DARYL: But it still has a significant impact on the Chinese economy. So the key factor in the Chinese economy is it strengthens domestic demand. That’s what’s really driving this economy, and that’s the major political factor that the government has to consider. It has to keep domestic demand strong and keep the drivers strong, and it will turn away from overseas work to concentrate on what’s happening domestically because overall exports for China represent about 2 percent of GDP, 1-1/2 to 2 percent. So it’s not that significant, but for us of course, exports from China are a significant part of our economy.

STUART: Could China actually emerge out of all this as the leading economy in the world.

DARYL: Certainly that’s the case, and there are currently discussions at the moment to establish the yuan as a reserve currency, and now we had three reserve currencies: the U.S. dollar, the euro, and Japanese yen. Now to recapitalize world financial markets, we really have to draw on Chinese yuan reserves. So the current discussion that’s taking place is at a ministerial level in China. It’s stable. It’s secure. So many people have been pouring their money into the U.S. dollar as a safe haven, which potentially it may not be a safe haven, but people see it as that.

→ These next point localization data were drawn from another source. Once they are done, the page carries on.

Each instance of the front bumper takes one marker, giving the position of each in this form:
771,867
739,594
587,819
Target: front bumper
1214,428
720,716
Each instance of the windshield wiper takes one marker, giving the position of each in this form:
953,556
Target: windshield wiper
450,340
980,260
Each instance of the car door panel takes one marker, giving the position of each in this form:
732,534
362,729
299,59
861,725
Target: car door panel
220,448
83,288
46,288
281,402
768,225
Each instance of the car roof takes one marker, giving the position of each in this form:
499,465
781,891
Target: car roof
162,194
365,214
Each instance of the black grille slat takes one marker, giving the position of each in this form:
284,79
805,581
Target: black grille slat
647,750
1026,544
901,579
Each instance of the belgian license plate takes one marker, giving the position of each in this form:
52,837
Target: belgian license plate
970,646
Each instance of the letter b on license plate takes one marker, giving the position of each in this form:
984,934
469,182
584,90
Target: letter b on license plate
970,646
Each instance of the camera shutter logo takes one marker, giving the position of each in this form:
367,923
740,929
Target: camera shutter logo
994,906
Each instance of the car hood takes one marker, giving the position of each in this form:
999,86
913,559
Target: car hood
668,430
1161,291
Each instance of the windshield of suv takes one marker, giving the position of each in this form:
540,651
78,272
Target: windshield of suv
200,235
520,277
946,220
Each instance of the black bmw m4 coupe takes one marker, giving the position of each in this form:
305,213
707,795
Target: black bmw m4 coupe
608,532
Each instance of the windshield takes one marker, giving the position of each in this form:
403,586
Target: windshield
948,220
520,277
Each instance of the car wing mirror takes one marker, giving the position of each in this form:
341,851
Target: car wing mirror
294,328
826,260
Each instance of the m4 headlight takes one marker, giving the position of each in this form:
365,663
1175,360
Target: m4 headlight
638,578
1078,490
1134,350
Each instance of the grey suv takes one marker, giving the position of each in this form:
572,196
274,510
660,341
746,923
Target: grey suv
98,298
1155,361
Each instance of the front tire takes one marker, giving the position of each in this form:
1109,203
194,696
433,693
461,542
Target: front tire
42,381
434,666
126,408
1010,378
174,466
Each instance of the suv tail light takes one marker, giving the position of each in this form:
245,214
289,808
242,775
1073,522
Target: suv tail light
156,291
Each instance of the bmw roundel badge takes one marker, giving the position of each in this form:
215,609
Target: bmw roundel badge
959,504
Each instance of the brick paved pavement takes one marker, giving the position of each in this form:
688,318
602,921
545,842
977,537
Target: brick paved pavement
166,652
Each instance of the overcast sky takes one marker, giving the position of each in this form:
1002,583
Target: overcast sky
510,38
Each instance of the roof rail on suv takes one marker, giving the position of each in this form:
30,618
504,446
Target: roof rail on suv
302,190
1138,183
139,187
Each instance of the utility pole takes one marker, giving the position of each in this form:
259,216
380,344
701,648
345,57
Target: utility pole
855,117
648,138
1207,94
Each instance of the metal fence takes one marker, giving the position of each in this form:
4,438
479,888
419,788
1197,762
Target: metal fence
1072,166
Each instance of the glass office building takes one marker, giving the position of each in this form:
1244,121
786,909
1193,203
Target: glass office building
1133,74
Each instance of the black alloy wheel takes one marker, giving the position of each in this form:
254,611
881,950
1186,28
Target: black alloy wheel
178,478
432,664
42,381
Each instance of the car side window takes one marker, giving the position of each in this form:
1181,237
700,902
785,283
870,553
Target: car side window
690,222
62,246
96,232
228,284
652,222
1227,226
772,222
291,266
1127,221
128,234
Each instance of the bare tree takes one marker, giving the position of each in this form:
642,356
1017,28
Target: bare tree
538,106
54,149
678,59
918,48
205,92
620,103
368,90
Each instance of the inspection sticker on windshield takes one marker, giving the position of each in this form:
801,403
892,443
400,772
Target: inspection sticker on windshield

DARYL: With respect to that analysis, yes, perhaps not 100 percent in the sense that there has been a tremendous flow of money out of what we call emerging or developing markets, U.S. money back to the U.S. It’s a flight of fear, not a flight of quality. I mean, you have 16 percent moves overnight. These are not things that are normal in currency markets. It is not an easy time for stock trading and CFD trading for beginners.